Così scopriamo che la città di Lesbo chiede aiuto tecnico e consulenza per formare nuove figure professionali e un (piccolo) settore industriale legato allo smaltimento di rifiuti. Questione che la piccola città non ha mai affrontato, ovviamente, e per cui non sono certo le competenze di Frontex o delle forze dell’ordine che possono aiutare. Eppure, « l’afflusso di masse di persone che arrivano in barca ha portato all’abbandono sulla costa di enormi quantità di materiale in gomma e giubbotti di salvataggio, provocando un forte impatto ambientale in un territorio che non è pronto ad affrontare e risolvere il problema ». Barcellona, come ogni città metropolitana, ha competenze per dare consulenza e aiutare a strutturare un modello economico per lo smaltimento dei rifiuti che sia vantaggioso e non foriero di passività: « L’accordo comprende anche la possibilità di avviare programmi di promozione economica per aiutare i Comuni a generare occasioni di rilancio dell’economia interna, danneggiata dalla situazione e dall’abbandono da parte dell’Unione Europea.  Il Comune di Barcellona ha anche avviato colloqui per mettere in contatto questi due piccoli municipi europei con altri attori della città che hanno espresso la volontà di collaborare davanti alla crisi dei rifugiati, come il Fùtbol Club Barcelona, l’Area Metropolitana e la Deputazione… ». Niente male!

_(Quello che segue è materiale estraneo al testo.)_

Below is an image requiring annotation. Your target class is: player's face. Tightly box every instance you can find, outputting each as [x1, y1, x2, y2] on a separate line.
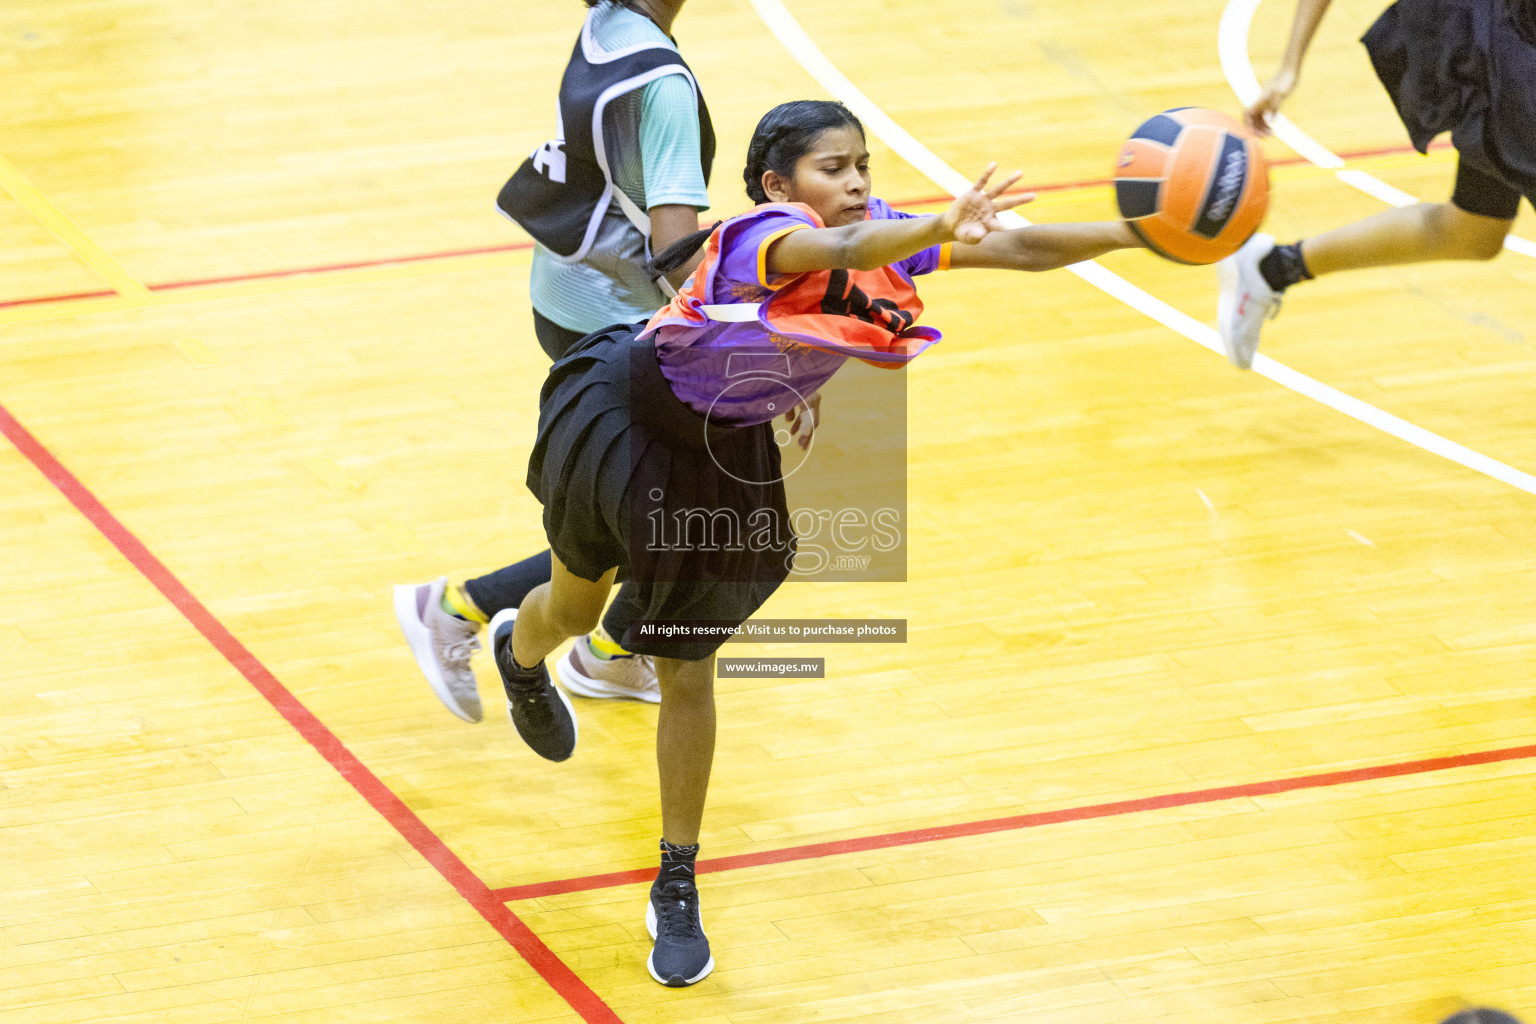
[786, 126, 872, 227]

Fa venire idee. Ispira solidarietà e motiva a coinvolgersi. E’ un’innovazione inclusiva. E infatti: Atene, Helsinki, Amsterdam e Berlino si sono interessate a questo accordo, e hanno già manifestato interesse a entrare nella rete, immaginare circolazioni di esperienze per strutturare progetti e aiutare a rendere economicamente più sostenibile la situazione delle città più esposte alle emergenze. Diversi cittadini, e anche università e studenti hanno guardato a questo accordo fra città come a un segno di speranza, e hanno mobilitato tempo, stage e tecnologie per mettere in relazione, prendere responsabilità, ascoltare e imparare (ma senza pietismi o turismo della sfiga).